Interventions for toxic epidermal necrolysis
Abstract
Background
Toxic epidermal necrolysis is a rare condition where a drug reaction induces skin loss, similar to that seen in extensive burns. It is associated with high morbidity and mortality and there is no clear agreement on effective treatment.
Objectives
To assess the effects of all interventions for the treatment of toxic epidermal necrolysis.
Search methods
We searched the Cochrane Skin Group Specialised Register (March 2001), the Cochrane Controlled Trials Register (March 2001), MEDLINE (1966 to December 2001), EMBASE (1980 to December 2001), DARE (4th Quarter 2001) and CINAHL (1982 to October 2001).
Selection criteria
Randomised controlled trials of therapeutic and supportive interventions that included participants clinically diagnosed with toxic epidermal necrolysis were included.
Data collection and analysis
Two independent authors carried out study selection and assessment of methodological quality.
Main results
Only one randomised controlled trial of treatment was identified. This trial compared the effectiveness of thalidomide with placebo and included 22 patients, 12 in the treatment group and 10 in the placebo group. Patients on the treatment arm received thalidomide 200 mg twice daily for 5 days. The main end point was the measurement of the progression of skin detachment after seven days. Other end points were the overall mortality and severity of the disease evaluated with the simplified acute physiology score. The study was terminated as the mortality on the treatment arm was 83% compared to 30% on the control arm (relative risk 2.78, 95% confidence interval 1.04 to 7.40). No randomised controlled trials of the most commonly used current treatments i.e. systemic steroids, cyclosporin A and intravenous immunoglobulins were found.
Authors' conclusions
Treatment with thalidomide was not shown to be effective and was associated with significantly higher mortality than placebo. There is no reliable evidence on which to base treatment for toxic epidermal necrolysis, a disease commonly associated with mortality rates of around 30%. More research is required to understand the mechanisms of toxic epidermal necrolysis. International multi‐centre studies are needed in the form of randomised controlled trials, to evaluate treatments for toxic epidermal necrolysis, especially those using high doses of steroid and intravenous immunoglobulins.
Author(s)
Samit Majumdar, Maja Mockenhaupt, Jean‐Claude Roujeau, Askari P Townshend
Abstract
Plain language summary
Interventions for toxic epidermal necrolysis
Toxic epidermal necrolysis (TEN or Lyell's disease) is a rare life‐threatening skin condition. It is probably an immune response triggered by some drugs or infection, which is more likely to happen in people with suppressed immunity. TEN causes extensive blistering and shedding of skin, similar to burns. Drugs used include oral steroids, thalidomide, immunosuppressants and immunoglobulins. This review of trials did not find any reliable evidence for the treatment of TEN. The only trial available used thalidomide, but this trial did not show any benefit from treatment compared against placebo but highlighted increased chances of dying from the treatment. Thalidomide is not safe or effective for the skin condition toxic epidermal necrolysis, but there is not enough evidence to show which treatments are effective.
Author(s)
Samit Majumdar, Maja Mockenhaupt, Jean‐Claude Roujeau, Askari P Townshend
Reviewer's Conclusions
Authors' conclusions
Implications for practice
Only one RCT looking at effectiveness of treatments for TEN was available.

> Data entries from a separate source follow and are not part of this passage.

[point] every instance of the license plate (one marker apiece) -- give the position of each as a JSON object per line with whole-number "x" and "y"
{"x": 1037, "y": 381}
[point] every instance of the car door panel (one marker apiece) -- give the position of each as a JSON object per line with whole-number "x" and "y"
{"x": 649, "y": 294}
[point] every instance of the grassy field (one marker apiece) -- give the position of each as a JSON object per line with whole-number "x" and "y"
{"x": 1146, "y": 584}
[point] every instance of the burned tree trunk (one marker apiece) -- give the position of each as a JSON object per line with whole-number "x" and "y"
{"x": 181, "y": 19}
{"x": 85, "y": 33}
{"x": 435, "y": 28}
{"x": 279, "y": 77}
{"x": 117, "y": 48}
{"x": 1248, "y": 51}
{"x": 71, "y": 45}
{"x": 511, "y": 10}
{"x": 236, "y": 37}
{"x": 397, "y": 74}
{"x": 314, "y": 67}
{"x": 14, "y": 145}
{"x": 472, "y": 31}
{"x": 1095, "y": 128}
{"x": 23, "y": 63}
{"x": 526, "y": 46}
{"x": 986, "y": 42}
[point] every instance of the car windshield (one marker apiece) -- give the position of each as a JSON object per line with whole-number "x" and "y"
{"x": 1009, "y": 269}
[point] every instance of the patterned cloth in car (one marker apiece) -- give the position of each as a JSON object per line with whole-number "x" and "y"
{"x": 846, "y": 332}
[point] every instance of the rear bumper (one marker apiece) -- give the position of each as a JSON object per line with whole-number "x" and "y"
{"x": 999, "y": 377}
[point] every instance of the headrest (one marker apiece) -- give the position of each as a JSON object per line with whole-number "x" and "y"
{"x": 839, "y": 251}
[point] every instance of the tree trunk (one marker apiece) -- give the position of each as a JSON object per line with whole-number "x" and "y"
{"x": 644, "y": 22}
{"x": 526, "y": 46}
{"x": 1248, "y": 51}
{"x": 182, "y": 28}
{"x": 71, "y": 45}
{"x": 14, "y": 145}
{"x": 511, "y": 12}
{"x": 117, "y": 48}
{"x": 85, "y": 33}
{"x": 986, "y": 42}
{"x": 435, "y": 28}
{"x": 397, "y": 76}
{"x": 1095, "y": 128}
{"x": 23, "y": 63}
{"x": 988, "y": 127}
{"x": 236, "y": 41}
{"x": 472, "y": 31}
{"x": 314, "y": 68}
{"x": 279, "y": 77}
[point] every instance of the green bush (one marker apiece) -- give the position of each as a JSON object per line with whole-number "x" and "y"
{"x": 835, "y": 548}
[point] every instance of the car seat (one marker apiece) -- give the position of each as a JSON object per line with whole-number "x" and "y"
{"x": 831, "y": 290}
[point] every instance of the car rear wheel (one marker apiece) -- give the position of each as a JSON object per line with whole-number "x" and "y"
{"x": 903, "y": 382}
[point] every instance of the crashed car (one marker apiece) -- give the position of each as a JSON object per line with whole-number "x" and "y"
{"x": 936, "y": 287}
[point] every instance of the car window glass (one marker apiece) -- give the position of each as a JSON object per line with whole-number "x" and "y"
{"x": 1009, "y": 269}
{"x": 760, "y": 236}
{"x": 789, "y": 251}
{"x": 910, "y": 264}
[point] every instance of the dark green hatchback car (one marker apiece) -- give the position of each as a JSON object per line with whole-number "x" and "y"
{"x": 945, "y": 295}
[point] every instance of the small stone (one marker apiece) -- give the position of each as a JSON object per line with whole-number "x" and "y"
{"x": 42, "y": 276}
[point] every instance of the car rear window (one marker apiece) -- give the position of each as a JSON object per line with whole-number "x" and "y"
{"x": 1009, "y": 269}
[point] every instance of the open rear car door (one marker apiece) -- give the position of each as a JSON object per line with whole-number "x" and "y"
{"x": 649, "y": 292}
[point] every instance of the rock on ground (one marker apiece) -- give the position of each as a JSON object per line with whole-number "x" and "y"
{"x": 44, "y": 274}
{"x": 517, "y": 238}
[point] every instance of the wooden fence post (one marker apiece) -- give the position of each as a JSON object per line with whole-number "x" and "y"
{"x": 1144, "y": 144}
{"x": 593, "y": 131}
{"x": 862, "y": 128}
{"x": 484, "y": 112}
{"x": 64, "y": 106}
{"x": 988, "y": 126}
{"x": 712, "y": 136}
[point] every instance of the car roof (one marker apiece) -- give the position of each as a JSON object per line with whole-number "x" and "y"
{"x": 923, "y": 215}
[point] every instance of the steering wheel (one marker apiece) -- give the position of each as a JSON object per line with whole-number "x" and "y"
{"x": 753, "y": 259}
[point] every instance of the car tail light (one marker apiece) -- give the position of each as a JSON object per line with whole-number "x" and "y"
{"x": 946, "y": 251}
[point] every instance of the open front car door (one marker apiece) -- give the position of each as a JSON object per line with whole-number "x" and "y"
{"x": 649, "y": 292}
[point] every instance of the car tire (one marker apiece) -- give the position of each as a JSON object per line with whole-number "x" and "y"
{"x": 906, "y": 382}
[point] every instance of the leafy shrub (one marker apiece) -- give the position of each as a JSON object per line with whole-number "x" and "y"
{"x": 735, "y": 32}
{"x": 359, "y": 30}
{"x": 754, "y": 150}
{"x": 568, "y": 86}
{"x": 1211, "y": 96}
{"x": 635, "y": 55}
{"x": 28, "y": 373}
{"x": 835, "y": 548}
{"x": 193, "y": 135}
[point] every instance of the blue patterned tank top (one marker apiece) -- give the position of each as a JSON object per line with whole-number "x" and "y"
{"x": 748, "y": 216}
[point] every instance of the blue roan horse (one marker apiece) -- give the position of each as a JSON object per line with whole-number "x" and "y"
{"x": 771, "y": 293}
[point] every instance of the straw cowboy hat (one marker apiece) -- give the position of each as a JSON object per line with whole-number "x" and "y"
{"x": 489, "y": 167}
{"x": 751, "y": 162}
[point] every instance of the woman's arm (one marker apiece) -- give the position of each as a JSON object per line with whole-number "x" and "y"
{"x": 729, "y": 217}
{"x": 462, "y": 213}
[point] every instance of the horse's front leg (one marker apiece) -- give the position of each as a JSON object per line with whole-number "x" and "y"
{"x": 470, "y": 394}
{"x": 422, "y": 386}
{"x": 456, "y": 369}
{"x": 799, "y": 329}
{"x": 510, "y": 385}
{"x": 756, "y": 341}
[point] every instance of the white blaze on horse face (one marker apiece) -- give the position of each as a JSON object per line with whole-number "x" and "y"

Thalidomide treatment was not shown to be effective and was associated with significantly high mortality. There is no reliable evidence on commonly used interventions, such as systemic steroids, immunoglobulins and cyclosporin A, for treating TEN, a disease associated with high mortality.
Implications for research
More research is required to determine the exact pathophysiology of TEN. Multi‐centre, carefully designed, randomised controlled trials are needed, especially to evaluate the effects of treatment with high‐dose oral steroids and intravenous immunoglobulins compared against best supportive care. Comparison of standard supportive care in an acute hospital versus care in a special burns unit might also be worthwhile especially if the components of these complex interventions can be adequately defined. Other interventions that might improve prognosis such as early withdrawal of the suspected drug, types of skin care dressing and the role of infection prophylaxis are worthy of further study. Such trials need to take into account the variable severity of the condition as baseline severity may be the largest predictor of outcome. Other research could focus on the management of people who survive the acute phase e.g. by evaluating the impact of different educational strategies for subsequent medication use and modalities to prevent long term complications such as ocular scarring.